Santa (aka: Lying to your Children)
Posted on November 21, 2008
I have been bouncing this idea around my head, and I am not sure what to do about it. Chloe, at this point, really doesn’t have an idea who Santa Claus is. I just recently busted out the Christmas DVD’s my mom gave us last year, and she has been obsessively watching “Frosty the Snowman.” At the end of the movie, Santa shows up to save Frosty, and Chloe turns to me and says, “Mommy, what’s that?”
Last year, we didn’t tell her Santa brought presents, and we have never explained to her that if you ask him for something for Christmas, he just might bring it. I think it was just easier, considering the likelihood of us EVER spending a Christmas at home, to just skip over that part of the myth so we didn’t have to answer any questions as to how Santa Claus knew she was at Mama and Papa’s house.
I think this would be the year to introduce it. She’s a lot more aware of things, her memory is improving, and we are going to be home on Christmas Day.

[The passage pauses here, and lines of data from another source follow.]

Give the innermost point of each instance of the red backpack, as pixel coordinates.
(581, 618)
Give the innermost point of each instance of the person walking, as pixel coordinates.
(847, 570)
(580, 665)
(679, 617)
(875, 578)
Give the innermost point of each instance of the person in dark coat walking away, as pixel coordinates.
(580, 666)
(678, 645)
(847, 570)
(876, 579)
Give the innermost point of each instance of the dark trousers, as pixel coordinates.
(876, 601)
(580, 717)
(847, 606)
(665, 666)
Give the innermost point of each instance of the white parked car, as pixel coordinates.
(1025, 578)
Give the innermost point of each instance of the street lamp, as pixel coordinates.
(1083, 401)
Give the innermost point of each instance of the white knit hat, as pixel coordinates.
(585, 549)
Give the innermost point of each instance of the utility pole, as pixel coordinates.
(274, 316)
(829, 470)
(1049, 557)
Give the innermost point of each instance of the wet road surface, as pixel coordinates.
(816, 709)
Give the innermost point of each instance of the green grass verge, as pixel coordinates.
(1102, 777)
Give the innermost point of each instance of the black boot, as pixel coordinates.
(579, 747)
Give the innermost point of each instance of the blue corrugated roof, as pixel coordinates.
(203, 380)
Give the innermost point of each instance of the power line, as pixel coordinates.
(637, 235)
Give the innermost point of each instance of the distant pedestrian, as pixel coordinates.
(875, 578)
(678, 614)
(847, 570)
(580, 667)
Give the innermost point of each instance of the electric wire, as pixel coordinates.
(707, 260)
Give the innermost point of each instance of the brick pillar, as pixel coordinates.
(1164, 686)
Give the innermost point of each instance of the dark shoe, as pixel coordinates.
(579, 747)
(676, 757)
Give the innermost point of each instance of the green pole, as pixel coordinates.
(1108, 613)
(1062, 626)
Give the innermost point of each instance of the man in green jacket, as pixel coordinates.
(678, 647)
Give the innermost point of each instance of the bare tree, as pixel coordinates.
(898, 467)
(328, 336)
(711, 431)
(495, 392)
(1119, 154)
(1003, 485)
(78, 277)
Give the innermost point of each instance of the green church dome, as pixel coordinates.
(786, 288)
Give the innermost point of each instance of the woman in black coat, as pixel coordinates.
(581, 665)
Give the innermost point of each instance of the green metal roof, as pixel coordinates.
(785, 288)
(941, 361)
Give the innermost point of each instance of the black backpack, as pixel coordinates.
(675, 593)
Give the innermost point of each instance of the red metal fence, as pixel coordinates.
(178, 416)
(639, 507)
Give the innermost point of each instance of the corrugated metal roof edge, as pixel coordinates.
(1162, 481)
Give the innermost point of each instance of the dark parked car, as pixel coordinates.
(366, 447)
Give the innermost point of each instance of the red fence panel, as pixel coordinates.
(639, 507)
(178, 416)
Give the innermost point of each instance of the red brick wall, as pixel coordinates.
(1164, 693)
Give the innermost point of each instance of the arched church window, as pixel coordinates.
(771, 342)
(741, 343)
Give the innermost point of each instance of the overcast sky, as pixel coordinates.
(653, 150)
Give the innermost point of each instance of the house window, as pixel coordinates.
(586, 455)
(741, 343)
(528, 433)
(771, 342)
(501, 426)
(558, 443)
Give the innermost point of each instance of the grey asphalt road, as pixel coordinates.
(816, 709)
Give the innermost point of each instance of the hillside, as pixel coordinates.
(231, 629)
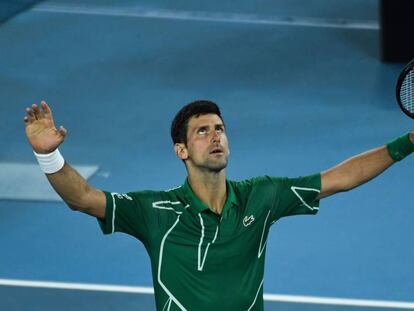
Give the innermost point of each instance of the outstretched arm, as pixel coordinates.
(45, 138)
(357, 170)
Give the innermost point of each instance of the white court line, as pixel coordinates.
(209, 16)
(267, 297)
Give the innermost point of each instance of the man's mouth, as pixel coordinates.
(217, 151)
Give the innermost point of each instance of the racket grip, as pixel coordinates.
(401, 147)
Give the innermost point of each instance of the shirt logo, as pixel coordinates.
(248, 220)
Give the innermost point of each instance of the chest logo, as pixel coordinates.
(248, 220)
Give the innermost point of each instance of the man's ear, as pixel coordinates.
(181, 151)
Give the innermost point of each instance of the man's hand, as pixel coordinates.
(40, 129)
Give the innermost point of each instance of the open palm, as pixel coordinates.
(40, 129)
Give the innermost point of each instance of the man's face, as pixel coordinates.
(207, 145)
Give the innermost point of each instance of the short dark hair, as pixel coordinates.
(179, 125)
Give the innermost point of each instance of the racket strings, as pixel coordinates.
(406, 92)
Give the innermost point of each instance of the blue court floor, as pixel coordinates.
(301, 87)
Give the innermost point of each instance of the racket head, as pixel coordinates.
(405, 90)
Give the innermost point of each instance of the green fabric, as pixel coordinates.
(401, 147)
(201, 260)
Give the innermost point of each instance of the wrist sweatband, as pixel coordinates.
(400, 147)
(51, 162)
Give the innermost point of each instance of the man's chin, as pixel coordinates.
(217, 167)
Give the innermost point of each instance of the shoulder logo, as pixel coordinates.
(248, 220)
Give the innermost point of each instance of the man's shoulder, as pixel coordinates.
(174, 193)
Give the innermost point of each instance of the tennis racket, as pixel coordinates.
(405, 90)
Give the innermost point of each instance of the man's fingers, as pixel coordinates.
(62, 131)
(46, 109)
(30, 114)
(37, 113)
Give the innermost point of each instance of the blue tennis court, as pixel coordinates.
(301, 88)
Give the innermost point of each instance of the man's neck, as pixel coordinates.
(210, 188)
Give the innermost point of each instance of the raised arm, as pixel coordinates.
(45, 138)
(363, 167)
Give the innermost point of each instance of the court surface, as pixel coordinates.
(301, 88)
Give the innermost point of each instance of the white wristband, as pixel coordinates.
(51, 162)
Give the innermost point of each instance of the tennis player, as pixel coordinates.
(206, 239)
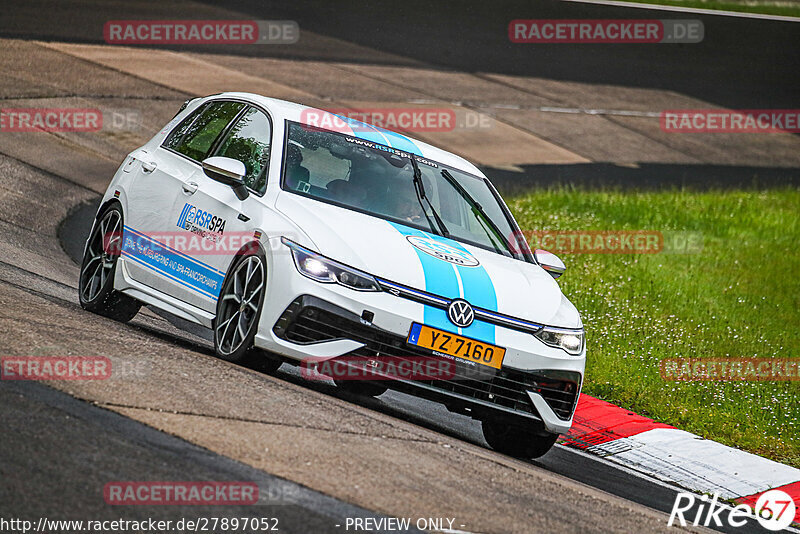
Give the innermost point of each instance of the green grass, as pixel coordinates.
(786, 8)
(738, 297)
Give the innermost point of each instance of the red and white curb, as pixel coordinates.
(676, 456)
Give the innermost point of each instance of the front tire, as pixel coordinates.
(96, 283)
(517, 441)
(239, 310)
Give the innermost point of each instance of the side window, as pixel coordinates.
(249, 142)
(177, 134)
(199, 136)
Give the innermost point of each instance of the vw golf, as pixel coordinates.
(295, 239)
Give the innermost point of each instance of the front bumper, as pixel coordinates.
(306, 319)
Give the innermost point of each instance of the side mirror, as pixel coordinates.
(227, 171)
(549, 262)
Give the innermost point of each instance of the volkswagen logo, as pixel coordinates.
(460, 313)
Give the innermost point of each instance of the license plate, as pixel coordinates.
(462, 347)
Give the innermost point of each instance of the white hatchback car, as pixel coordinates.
(298, 236)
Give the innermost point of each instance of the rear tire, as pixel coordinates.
(96, 283)
(517, 441)
(365, 389)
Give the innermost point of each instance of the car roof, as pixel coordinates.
(301, 113)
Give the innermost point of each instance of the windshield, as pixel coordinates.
(379, 180)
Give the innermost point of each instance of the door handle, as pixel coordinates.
(189, 188)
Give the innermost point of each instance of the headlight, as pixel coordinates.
(568, 340)
(328, 271)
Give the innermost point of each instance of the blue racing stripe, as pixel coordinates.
(364, 131)
(401, 142)
(478, 291)
(440, 279)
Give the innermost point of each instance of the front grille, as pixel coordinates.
(310, 320)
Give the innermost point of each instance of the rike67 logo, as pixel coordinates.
(774, 510)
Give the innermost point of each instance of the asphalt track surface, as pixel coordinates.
(319, 456)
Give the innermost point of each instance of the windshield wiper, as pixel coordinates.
(481, 215)
(420, 190)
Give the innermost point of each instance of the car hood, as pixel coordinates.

But, I have to admit, I never really believed in Santa, and it didn’t bother me. I still enjoyed “playing” for my sister who did believe. We still got what we “asked Santa” for, and I always loved the stocking presents. Now, as a parent, I have a hard time lying to my child. I have heard stories of kids who found out Santa was a myth and they would be angry. For the first time, they realized that parents lie, and they had a difficult time trusting their parents after that.
We’re not religious people, and I already have a hard time with Christmas in general. I have to admit that I feel like a total hypocrite. I justify by telling myself that we celebrate the meaning of family on Christmas. That we celebrate loving and being loved, and all the trappings are just symbols of that. We don’t believe in ghosts, but we celebrate Halloween. We don’t believe in saints, but we celebrate Valentines day. We’re barely Irish but we celebrate Saint Patrick’s Day. So, Christmas is just another holiday that is an excellent excuse for everyone to get together.
Santa is definitely an important part of the Christmas tradition. But I am still on the fence. I think we could go one more year without having to include the “he brings you presents” part of the myth, but some day we are going to have to discuss this with Chloe, and I am just not quite sure what I am going to say. Thoughts? How important is Santa Claus? And if we tell Chloe the truth, how likely is it that she will ruin it for some other child who does believe?
My kids believe in Santa. But at our house he only brings one thing. You can ask for as many as you like, but you get 1 – he’ll choose from your list. It’s more the personification of the season for me. And the picture of them on his lap.
Well, to be precise, Santa isn’t part of the Christian tradition at all, except as an extension of a bishop who was particuarly generous with gifts in the early years of the Church. So, I guess you’re safe with Santa.
I’d say to have fun with Santa, but don’t promise he’ll bring absolutely anything she wants.
It’s really fun trying to sneak around and get the gifts under the tree and the stocking filled without being caught. Children love to believe in things that are magical. Santa is a fun right of passage in my book. We all figure it out one day, there is no big fat man who squeezes down the chimney, but there are loving parents who buy extra gifts for under the tree for those who believe just a little bit longer.
You totally have to do the Santa thing. If you don’t do Santa then you can’t do the other fun things like the Tooth Fairy or Easter Bunny.
We explained that Santa was a symbol, a magical expression of generosity. She still believes because we were able to tell her he is based on a real guy, but she doesnt think the mall Santa is the Santa, or that he brings whatever she asks for.
It helps us underscore the meaning of Xmas that we want her to have, instead of the other possible interpretations.